(7 Apr 2002)
1. Wide shot of rally
2. Two shots of President Fidel Castro entering rally area
3. Wide of gathering
4. Fidel Castro
5. Wide of Cuban flag
6. SOUNDBITE: (Spanish) Felipe Perez Roque, Cuban Foreign Minister:
"The world knows that the government of the United States which attempts to condemn Cuba in Geneva (through the UN Human Rights vote) is the same one protecting the Israeli regime, the one who has provided the weaponry which today assassinates the children and the civilian population of Palestine."
7. Cutaway of Fidel Castro
8. SOUNDBITE: (Spanish) Felipe Perez Roque, Cuban Foreign Minister:
"We warn the American diplomats, wherever they are... 'don't think we don't know'... We know more than they think, that they are violating the stipulations and the spirit of that accord which gave birth to the Section (Interest Section). Their actions violate the 1961 Vienna Convention on diplomatic relations."
9. Cutaway of people listening
10. SOUNDBITE: (Spanish) Felipe Perez Roque, Cuban Foreign Minister:
"However, the (American) empire, now humiliated because of its inability to achieve its goal, despite its power, now tries with the pressure we've been telling you about, to condemn Cuba at any cost. This year has been difficult for them, so we are sure that in the end, probably using terror, they will attempt a new manoeuvre against Cuba."
11. Wide of audience
STORYLINE:
Cuba's foreign minister lashed out at the United States on Saturday over allegations that U.S. officials are distributing radios so Cubans can listen to pro-American broadcasts.
Speaking before tens of thousands of people at a weekly government rally, Foreign Minister Felipe Perez Roque warned Washington "our patience has limits." Roque also accused the United States of conducting "electronic espionage" at its office in Havana.
Washington has not responded to the allegations.
Cuba complained to the United States earlier this week about alleged distribution of more than 500 shortwave radios tuned to the U.S. government's Radio Marti station, which is run by Cuban exiles opposed to Fidel Castro's government.
On a Thursday night television show, the Cuban government said the Americans gave the radios to "small, discredited groups that they direct," an apparent reference to dissident organisations in Havana.
During Saturday's speech, which was carried live on state television and radio, Perez Roque also accused the Americans of monitoring Cuban communications. "You cannot tell your girlfriend a secret that they won't find out," he said.
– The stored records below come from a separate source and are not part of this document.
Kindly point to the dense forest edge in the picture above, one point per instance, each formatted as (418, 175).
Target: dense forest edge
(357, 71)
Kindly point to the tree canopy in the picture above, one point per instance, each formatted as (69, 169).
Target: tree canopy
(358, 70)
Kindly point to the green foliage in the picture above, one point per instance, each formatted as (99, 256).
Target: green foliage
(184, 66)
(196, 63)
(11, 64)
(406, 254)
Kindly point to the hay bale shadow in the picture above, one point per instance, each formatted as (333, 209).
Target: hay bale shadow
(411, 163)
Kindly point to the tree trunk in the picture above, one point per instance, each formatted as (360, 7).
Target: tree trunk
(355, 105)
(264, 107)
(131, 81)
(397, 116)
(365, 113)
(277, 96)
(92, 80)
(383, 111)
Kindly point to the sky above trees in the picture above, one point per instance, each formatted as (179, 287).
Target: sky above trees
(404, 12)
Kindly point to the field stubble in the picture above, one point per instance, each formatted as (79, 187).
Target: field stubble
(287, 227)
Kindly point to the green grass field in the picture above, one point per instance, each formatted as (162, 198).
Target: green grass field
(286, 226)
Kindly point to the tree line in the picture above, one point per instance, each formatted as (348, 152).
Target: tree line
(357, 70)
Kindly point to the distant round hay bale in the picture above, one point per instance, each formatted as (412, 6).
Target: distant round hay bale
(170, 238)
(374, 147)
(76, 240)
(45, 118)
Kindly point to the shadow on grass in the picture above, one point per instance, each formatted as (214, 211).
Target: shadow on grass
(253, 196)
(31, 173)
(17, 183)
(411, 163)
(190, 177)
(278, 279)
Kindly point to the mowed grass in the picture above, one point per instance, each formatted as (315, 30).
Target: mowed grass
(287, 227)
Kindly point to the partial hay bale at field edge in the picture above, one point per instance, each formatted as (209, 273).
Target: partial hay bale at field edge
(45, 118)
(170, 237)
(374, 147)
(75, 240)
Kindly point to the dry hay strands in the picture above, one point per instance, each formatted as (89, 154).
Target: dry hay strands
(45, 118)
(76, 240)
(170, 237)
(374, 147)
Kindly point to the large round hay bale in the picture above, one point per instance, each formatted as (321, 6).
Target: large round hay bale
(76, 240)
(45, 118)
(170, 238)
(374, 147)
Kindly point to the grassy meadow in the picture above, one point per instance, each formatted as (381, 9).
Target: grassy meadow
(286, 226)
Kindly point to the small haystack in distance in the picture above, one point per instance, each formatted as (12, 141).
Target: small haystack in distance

Castro, who stood in the front row of the crowd, did not address the gathering.
Perez Roque said that actions by American officials in Cuba violate diplomatic norms as well as the spirit of the agreement that established the U.S. Interests Section in Cuba in 1977 under then-President Jimmy Carter.
"Our patience has limits," Perez Roque said. "We are warning the American diplomats ... that they not believe that we don't know" of their activities.
The U.S. mission performs consular services and otherwise represents American interests in Cuba without full diplomatic relations, which were severed at the height of the Cold War in the early 1960s.
Cuba has always resented the Radio Marti broadcasts from the United States to Cuba, which it views as an attempt by its enemies to undermine the government here. The broadcasts began in 1985 during the administration of then-President Ronald Reagan. Cuba has jammed them in the past.